Between 1817 and 1822, Justinus Kerner district medical of Wurttemberg in southern Germany published the first complete and accurate description of what he called wurstgift or sausage poison.

The name of ‘botulism’ was given by Marie van Ermengem, professor of bacteriology at the medical school of Ghent.

He gave the name Bacillus botulinus to the bacterium at is the illness’s root cause. ‘Botulinus’ means ‘sausage’ in Latin, to describe back in 1820 outbreak which involved the consumption of blood sausage.

Botulism is characterized by symmetric descending flaccid paralysis resulting from the effect of botulinum neurotoxin produced by Clostridium botulinum, gram positive, anaerobic, spore-forming coccus.

Clostridium botulinum is heat resistant and is found ubiquitously in soil, improperly canned foods, corn syrup, and honey.

At least seven serologically distinct but structurally similar types of botulinum toxin have been described: A, B, C, D, E, F and G. Serotypes A, B, E and F affect humans, whereas types C and D cause illness in other animals.

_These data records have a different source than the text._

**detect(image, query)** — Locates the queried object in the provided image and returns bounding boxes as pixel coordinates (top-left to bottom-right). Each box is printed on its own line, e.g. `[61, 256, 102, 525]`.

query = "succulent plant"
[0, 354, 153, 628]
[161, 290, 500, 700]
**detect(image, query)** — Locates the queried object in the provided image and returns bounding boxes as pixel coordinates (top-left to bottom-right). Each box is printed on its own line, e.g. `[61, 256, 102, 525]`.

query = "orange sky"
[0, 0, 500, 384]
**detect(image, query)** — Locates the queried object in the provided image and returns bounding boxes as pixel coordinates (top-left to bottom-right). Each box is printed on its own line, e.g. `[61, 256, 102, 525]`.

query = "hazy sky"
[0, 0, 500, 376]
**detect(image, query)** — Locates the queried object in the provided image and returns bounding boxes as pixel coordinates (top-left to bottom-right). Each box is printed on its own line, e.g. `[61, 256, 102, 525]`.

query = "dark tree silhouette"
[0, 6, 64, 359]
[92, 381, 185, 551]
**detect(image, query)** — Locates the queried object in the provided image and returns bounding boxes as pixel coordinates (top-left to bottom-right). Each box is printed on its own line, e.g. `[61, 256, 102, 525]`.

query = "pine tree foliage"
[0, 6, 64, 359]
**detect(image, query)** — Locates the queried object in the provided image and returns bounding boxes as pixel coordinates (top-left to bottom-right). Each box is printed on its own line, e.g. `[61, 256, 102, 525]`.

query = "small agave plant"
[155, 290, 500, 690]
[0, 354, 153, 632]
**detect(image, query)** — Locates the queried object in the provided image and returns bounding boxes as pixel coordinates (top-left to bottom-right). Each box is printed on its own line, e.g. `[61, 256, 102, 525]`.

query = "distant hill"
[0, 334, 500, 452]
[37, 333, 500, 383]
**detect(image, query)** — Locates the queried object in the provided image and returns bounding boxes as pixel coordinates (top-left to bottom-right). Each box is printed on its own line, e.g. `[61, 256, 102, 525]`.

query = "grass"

The four main clinical presentations of botulism include infant botulism, foodborne botulism, adult intestinal colonization, and wound botulism. Additionally because of the potency of the toxin the possibility of botulism as a bioterrorism agent or biological weapon is a great concern.

With foodborne botulism, symptoms begin within 6 hours to 2 weeks after eating toxin-containing food. Symptoms of botulism include double vision, blurred vision, drooping eyelids, slurred speech, difficulty swallowing, dry mouth, muscle weakness that always descends throughout body.

Foodborne botulism is rare, but it may kill rapidly, and contaminated products may expose many person. Foodborne botulism therefore represents a medical and a pubic health emergency that places a premium on rapid, effective communication between clinicians and public health officials.